People Those who add extra salt to their meals at the table are at greater risk of early death from any cause, according to a study.
A study of more than 500,000 people found that those who always added salt to their food had a 28% increased risk of premature death compared to those who never or rarely added it.
Generally, about three out of every 100 people between the ages of 40 and 69 die prematurely in the general population.
Now new calculations for a study published in the European Heart Journal show that an extra one in every 100 people who add salt to their food could die young.
The researchers also calculated how many years the extra salted people shortened their lives compared to those who did not add salt.
At the age of 50, the life expectancy of women and men who always salted their food was reduced by 1.5 years and 2.28 years, respectively.
Chloe McArthur, Senior Cardiac Nurse British Heart Foundationsaid: “We need some salt in our diet, but eating too much can lead to high blood pressure, which in turn increases the risk of heart attack and stroke.
“While it’s always important for people to be careful about adding too much salt to food, the vast majority of salt is already in our food before we buy it, meaning we’re consuming more than we realise.
“That’s why it’s important for Govt look at ways of encouraging the food industry to reduce the amount of salt it puts into food, such as a salt tax recommended in Henry Dimbleby’s National Food Strategy.’
The new study was led by Professor Lu Qi of the Tulane University School of Public Health and Tropical Medicine. New Orleans in the USA with colleagues from Harvard Medical School.
He said: “Even modest reductions in sodium intake by adding less or no salt to food at the table are likely to produce substantial health benefits, particularly if achieved in the general population.”
Professor Qi chose to add salt at the table because estimating total salt intake is difficult due to the high salt content of many foods, including processed ones.
He said: “Adding salt to food at the table is a common eating behavior that is directly related to a person’s long-term preference for salty foods and habitual salt intake.
“In the Western diet, added table salt accounts for 6-20% of total salt intake and provides a unique way to assess the association between usual sodium intake and risk of death.”
Experts analyzed the data of 501,379 people who participated in the action UK Biobank research for research.

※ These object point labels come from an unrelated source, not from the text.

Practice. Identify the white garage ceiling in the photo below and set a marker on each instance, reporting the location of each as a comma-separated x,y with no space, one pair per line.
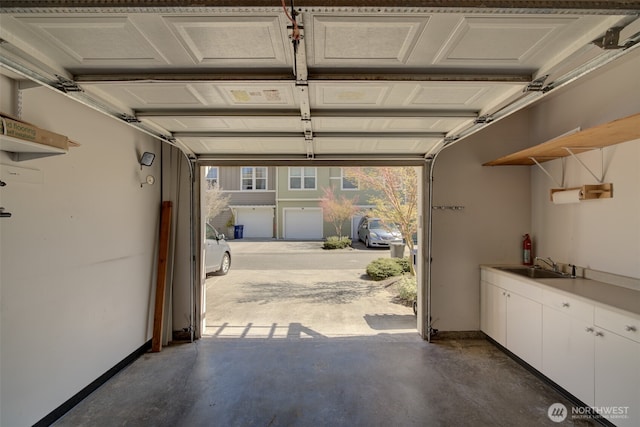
361,79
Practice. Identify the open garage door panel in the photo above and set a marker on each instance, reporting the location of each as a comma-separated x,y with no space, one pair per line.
407,82
303,223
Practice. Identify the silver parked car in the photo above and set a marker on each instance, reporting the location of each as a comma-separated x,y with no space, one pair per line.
217,253
376,232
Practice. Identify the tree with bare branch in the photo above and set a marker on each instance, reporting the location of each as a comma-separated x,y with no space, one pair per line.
396,199
337,209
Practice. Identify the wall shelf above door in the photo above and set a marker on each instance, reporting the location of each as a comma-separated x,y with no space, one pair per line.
611,133
21,149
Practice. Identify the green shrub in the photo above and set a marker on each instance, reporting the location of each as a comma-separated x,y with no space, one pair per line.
335,242
383,268
408,288
404,263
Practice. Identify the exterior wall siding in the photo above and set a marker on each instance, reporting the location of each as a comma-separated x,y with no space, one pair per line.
229,177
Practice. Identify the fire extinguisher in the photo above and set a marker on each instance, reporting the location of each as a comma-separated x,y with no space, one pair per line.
526,250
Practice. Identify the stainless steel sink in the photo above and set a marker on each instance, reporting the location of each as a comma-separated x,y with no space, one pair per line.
534,273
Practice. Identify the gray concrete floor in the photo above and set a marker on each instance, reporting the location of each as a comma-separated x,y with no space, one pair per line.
299,347
388,380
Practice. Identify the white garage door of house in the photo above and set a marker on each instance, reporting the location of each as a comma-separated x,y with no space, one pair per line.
303,223
257,222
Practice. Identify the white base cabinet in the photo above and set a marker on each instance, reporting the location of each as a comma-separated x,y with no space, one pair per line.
591,350
567,353
512,318
617,367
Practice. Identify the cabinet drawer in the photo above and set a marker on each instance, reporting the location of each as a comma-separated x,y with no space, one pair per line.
618,323
571,306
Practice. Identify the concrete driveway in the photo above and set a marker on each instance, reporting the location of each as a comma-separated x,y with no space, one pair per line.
278,289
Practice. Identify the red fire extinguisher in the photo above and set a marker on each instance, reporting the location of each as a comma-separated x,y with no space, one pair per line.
526,250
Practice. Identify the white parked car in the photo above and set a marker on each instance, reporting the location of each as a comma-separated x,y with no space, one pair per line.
217,253
376,232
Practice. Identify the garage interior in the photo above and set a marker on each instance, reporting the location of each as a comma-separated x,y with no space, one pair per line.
443,85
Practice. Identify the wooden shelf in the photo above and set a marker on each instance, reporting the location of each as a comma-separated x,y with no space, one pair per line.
21,149
611,133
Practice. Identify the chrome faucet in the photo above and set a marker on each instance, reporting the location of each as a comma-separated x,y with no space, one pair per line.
551,263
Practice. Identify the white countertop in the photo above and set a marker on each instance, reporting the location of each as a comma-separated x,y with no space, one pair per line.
600,292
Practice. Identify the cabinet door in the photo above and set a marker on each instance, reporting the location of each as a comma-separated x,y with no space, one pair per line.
568,353
524,329
493,312
617,376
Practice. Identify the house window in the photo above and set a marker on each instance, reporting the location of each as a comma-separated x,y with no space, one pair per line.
302,178
254,178
348,182
211,175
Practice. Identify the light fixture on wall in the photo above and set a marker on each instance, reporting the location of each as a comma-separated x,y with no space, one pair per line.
148,180
147,159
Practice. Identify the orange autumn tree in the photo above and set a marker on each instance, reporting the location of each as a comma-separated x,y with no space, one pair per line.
396,199
337,209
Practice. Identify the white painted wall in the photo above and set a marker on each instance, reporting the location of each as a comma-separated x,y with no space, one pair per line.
502,203
77,257
497,212
605,234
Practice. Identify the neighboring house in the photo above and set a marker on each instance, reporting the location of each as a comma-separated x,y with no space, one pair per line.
252,200
284,202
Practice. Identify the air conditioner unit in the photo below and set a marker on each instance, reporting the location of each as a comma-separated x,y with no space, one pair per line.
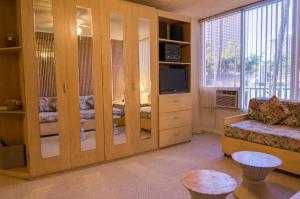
227,99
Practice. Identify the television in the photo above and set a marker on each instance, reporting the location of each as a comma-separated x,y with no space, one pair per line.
173,80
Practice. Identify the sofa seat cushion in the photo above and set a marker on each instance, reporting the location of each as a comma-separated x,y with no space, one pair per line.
273,111
279,136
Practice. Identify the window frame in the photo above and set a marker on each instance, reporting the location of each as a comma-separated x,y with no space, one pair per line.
295,49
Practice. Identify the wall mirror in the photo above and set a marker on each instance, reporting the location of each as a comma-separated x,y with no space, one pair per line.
145,78
118,79
85,79
48,103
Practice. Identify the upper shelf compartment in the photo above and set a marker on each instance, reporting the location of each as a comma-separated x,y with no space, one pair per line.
10,50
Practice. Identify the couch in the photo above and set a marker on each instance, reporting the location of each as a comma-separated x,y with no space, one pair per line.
250,132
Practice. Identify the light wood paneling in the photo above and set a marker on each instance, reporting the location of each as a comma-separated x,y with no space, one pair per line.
175,136
38,165
175,119
175,102
169,16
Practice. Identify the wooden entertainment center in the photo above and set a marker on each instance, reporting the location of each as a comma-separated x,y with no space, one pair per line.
175,110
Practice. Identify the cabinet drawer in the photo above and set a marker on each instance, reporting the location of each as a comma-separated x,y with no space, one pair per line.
176,102
175,119
175,136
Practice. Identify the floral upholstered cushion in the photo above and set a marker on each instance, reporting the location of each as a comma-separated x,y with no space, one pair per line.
294,118
273,111
86,102
253,109
279,136
48,104
293,106
49,117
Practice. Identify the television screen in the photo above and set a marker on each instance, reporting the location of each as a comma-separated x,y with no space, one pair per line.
173,80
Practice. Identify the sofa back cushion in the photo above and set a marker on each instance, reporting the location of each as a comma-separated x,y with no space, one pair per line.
293,119
48,104
86,102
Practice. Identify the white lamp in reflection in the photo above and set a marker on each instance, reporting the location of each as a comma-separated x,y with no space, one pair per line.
79,31
144,94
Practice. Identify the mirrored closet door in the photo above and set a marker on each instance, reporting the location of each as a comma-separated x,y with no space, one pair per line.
130,78
147,75
118,86
50,138
84,81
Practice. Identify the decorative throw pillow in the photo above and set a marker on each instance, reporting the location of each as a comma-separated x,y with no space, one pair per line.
48,104
86,102
294,118
273,111
253,108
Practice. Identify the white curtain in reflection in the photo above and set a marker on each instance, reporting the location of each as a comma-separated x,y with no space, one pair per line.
145,69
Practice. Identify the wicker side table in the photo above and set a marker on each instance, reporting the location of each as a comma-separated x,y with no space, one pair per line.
208,184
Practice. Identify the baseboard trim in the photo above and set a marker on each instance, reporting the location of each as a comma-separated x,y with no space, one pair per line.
205,130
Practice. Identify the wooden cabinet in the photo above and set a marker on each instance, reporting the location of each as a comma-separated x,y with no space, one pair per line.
175,119
129,34
175,110
117,106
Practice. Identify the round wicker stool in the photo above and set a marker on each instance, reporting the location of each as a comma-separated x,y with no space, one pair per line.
256,166
208,184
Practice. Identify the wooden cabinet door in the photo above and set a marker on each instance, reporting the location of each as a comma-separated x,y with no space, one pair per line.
118,82
145,73
84,81
43,34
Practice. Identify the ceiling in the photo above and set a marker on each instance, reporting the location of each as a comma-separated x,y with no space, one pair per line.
198,9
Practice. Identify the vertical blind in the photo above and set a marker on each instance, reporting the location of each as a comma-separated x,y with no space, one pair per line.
222,51
253,49
269,54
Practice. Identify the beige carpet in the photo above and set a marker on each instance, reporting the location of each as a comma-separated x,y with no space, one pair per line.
153,175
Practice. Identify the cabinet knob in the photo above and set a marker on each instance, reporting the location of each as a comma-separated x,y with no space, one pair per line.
176,134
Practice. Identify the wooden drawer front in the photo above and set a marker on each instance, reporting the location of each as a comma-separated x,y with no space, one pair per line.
176,102
175,136
175,119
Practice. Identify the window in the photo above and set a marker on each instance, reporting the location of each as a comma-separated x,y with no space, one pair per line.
254,49
222,51
269,35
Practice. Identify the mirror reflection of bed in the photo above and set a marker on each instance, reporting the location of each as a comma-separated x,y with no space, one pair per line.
48,103
118,79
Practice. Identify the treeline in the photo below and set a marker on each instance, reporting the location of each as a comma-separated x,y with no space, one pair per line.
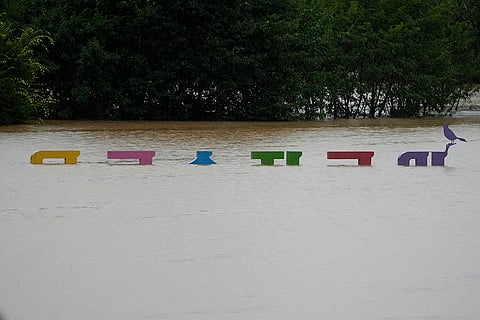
236,60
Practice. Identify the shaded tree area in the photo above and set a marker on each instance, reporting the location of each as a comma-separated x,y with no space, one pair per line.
390,58
249,60
20,98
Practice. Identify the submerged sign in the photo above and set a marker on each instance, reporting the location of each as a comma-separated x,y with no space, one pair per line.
203,157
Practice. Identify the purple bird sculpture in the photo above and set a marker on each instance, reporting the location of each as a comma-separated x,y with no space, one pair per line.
450,135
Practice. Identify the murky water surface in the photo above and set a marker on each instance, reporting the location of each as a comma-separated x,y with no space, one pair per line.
236,240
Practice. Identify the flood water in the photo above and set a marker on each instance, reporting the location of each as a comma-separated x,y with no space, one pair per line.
237,240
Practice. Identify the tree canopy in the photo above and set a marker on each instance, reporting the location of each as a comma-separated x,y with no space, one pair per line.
240,60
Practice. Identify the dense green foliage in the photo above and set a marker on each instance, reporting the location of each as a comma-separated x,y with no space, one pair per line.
245,60
19,99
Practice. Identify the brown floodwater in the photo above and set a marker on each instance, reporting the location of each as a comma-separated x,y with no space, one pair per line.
236,240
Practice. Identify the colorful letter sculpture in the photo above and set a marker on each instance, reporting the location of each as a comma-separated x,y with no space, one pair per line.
364,157
267,158
420,157
203,158
144,157
70,156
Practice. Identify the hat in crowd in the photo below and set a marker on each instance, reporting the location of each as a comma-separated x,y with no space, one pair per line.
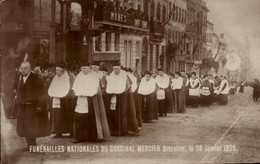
160,69
129,70
60,65
117,65
194,73
147,73
85,64
96,64
178,73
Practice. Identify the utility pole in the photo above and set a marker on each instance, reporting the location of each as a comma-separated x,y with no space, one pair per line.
52,33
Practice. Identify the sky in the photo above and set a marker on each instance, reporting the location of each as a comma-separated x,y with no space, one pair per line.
238,19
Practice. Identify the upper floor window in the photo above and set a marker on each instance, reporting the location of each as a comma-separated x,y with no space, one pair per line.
164,13
152,9
108,41
117,41
158,16
98,43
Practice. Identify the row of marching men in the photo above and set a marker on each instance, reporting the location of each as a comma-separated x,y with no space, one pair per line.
96,104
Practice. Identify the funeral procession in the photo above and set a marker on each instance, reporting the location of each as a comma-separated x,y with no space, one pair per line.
130,81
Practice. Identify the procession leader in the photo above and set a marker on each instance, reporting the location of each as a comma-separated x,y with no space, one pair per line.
122,110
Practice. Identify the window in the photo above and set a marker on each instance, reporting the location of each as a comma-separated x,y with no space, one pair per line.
151,57
157,57
108,41
164,13
117,41
98,43
137,48
176,15
146,7
152,9
158,16
179,14
173,14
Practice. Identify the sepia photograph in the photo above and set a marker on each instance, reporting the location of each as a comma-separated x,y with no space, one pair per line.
130,81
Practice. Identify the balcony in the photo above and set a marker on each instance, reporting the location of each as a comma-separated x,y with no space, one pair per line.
108,13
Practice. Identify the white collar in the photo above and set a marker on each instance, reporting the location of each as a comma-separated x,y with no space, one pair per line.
26,77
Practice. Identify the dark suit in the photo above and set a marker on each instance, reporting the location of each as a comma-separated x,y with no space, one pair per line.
32,115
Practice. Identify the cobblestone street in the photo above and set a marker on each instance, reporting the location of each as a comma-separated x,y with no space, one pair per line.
234,128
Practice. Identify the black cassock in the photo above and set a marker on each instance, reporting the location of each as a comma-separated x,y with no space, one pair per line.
31,123
62,118
150,107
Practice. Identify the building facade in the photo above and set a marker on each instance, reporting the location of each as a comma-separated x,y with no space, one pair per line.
141,34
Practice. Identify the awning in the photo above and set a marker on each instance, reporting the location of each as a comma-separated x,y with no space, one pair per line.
106,56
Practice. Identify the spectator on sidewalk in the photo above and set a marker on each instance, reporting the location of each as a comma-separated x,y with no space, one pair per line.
32,116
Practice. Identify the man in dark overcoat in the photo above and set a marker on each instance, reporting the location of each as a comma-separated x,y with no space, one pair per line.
32,115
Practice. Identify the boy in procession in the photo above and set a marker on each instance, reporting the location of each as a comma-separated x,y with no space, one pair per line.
63,102
122,113
178,88
194,90
223,91
163,96
90,115
147,89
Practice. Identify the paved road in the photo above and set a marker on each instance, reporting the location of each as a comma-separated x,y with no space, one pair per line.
230,132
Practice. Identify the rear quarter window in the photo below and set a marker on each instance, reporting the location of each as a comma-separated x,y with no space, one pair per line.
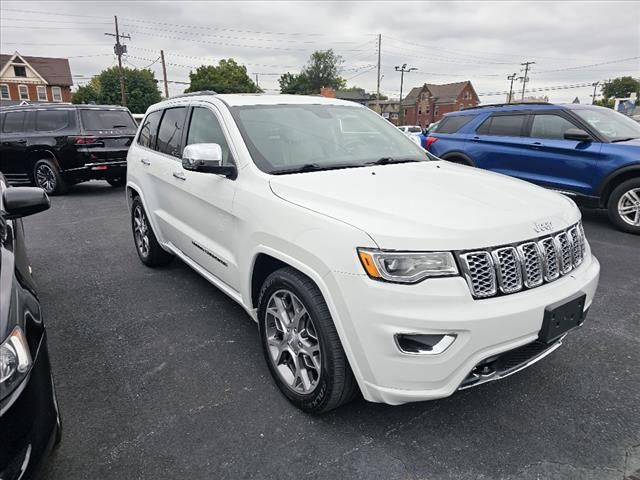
96,120
453,124
52,120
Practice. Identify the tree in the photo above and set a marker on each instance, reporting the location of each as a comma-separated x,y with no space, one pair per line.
322,70
621,87
141,89
227,77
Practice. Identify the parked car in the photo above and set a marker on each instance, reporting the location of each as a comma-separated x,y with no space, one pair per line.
57,145
590,153
366,263
29,417
414,132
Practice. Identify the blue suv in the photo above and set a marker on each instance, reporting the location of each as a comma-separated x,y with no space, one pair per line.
589,153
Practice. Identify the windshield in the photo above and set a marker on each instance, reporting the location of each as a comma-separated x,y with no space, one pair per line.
94,119
610,123
287,137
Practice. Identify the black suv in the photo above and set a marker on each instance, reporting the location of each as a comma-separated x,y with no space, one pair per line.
55,146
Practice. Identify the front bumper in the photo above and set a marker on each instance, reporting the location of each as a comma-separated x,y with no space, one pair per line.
30,422
377,311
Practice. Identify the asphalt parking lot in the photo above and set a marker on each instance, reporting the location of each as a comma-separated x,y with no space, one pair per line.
160,375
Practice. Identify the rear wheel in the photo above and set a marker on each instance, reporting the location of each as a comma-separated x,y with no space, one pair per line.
147,246
301,345
117,181
624,206
47,177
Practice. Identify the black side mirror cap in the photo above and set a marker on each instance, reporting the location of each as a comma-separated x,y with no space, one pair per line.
21,202
578,135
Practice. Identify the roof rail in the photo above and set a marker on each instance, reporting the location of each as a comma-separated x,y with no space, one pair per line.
493,105
194,94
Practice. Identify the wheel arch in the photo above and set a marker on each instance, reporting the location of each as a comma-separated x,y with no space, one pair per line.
614,179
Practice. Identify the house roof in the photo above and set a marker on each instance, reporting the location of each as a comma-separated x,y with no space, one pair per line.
55,71
446,93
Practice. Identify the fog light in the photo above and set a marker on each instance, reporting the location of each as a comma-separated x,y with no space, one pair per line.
419,344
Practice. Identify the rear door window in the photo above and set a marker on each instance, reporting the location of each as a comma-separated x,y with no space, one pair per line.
502,125
550,126
96,120
170,131
52,120
149,130
13,122
454,123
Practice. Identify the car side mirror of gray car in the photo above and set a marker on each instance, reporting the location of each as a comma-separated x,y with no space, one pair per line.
207,158
18,202
577,134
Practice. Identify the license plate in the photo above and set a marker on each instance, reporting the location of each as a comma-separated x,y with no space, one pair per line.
561,317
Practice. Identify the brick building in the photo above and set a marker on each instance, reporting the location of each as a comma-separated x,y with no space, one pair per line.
34,79
428,103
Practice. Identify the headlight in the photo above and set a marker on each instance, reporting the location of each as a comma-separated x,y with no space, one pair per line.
15,359
407,267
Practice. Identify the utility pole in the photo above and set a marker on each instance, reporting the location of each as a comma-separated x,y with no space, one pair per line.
525,79
402,71
164,74
378,89
120,49
593,98
512,78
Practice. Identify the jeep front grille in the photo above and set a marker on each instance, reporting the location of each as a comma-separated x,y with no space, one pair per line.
512,268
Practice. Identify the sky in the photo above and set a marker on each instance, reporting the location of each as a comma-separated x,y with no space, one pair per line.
572,43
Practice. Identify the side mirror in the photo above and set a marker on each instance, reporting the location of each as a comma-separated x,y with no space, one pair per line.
206,158
20,202
577,134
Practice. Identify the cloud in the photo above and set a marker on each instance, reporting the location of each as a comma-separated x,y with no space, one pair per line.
447,41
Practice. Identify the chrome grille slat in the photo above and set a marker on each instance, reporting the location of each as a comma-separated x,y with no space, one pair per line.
512,268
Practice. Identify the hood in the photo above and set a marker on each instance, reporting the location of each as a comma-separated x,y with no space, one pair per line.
429,205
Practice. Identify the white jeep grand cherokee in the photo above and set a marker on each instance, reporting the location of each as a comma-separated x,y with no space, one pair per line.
367,263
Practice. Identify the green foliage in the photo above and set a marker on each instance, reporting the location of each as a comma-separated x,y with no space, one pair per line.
141,89
227,77
322,70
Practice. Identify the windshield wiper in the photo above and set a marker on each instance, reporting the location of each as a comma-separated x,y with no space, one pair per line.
390,160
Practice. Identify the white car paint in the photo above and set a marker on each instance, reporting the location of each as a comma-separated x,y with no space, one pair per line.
315,221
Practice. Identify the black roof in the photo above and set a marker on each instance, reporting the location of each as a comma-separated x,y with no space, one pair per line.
60,105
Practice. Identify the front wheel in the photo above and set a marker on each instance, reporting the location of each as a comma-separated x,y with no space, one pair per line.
301,345
624,206
147,246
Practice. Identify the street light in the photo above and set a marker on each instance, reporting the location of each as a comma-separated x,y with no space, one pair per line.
402,71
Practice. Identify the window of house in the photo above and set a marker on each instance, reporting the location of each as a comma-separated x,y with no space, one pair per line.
24,92
205,128
20,71
149,130
50,120
42,93
56,93
170,131
13,122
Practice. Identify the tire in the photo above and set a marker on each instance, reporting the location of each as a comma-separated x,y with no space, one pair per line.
147,246
47,176
624,206
117,181
329,379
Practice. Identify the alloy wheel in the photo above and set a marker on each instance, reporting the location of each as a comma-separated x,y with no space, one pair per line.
46,178
292,341
141,231
629,207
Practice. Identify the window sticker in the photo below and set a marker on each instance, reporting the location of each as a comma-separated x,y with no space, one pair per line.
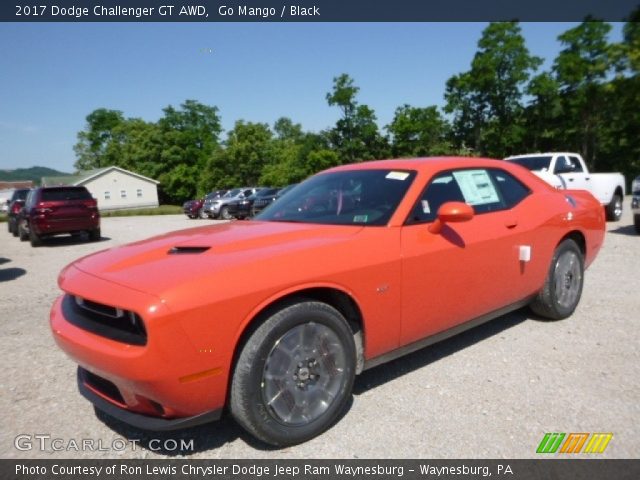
476,187
397,175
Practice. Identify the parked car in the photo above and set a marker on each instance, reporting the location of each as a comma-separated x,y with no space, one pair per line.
635,203
192,208
566,170
243,208
52,211
16,202
263,202
430,248
218,207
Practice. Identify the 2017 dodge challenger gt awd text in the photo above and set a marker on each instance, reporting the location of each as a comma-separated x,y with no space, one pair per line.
361,264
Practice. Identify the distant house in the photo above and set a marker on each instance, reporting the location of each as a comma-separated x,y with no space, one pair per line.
113,187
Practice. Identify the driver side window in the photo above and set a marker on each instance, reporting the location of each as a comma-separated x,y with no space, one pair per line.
443,188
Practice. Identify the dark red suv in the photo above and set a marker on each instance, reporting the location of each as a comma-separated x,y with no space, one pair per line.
54,210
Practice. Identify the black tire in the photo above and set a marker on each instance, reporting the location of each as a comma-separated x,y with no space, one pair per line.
95,235
614,209
24,235
563,287
312,390
34,238
224,213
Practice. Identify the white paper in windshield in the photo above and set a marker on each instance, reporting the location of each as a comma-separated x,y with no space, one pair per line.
476,187
397,175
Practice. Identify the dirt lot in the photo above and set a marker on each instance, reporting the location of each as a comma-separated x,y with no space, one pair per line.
489,393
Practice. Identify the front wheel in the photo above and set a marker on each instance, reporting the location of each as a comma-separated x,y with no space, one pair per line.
614,209
294,375
562,289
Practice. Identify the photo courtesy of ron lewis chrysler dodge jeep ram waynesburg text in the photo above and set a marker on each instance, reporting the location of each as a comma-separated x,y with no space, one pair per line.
566,170
365,263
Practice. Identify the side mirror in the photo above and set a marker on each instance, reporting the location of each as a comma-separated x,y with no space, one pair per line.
451,212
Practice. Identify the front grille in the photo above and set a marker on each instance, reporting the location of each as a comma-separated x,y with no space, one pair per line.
101,385
104,320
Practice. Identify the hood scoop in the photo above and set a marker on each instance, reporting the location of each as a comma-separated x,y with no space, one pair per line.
187,250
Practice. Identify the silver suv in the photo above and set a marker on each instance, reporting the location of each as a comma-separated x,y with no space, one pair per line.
217,207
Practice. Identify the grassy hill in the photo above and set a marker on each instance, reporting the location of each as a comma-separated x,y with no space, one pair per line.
34,174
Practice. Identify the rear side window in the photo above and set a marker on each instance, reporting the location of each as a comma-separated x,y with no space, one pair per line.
511,189
62,194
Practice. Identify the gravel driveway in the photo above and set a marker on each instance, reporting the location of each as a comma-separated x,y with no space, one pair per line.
491,392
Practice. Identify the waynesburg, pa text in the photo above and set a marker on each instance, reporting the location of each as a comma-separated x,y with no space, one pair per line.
275,470
181,11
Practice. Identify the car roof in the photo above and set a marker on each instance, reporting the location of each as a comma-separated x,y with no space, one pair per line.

When participating in the study between 2006 and 2010, people were asked via a touchscreen questionnaire how often they added salt to their food with the options never/rarely, sometimes, usually or always.
Factors that may affect the results were taken into account, such as age, sex, race, deprivation, body mass index (BMI), smoking, alcohol consumption, physical activity, diet and diseases such as diabetes, cancer and heart disease.
About 18,474 premature deaths (under the age of 75) were recorded during the usual nine-year follow-up.
The researchers found that the risk of early death associated with added salt was slightly reduced in people who ate the most fruits and vegetables, although these results were not statistically significant.
Professor Tee said: ‘We were not surprised by this finding as fruit and vegetables are the main sources of potassium, which has a protective effect and is associated with a lower risk of premature death.
“As our study is the first to report an association between added dietary salt and mortality, more research is needed to confirm the findings before recommendations can be made.”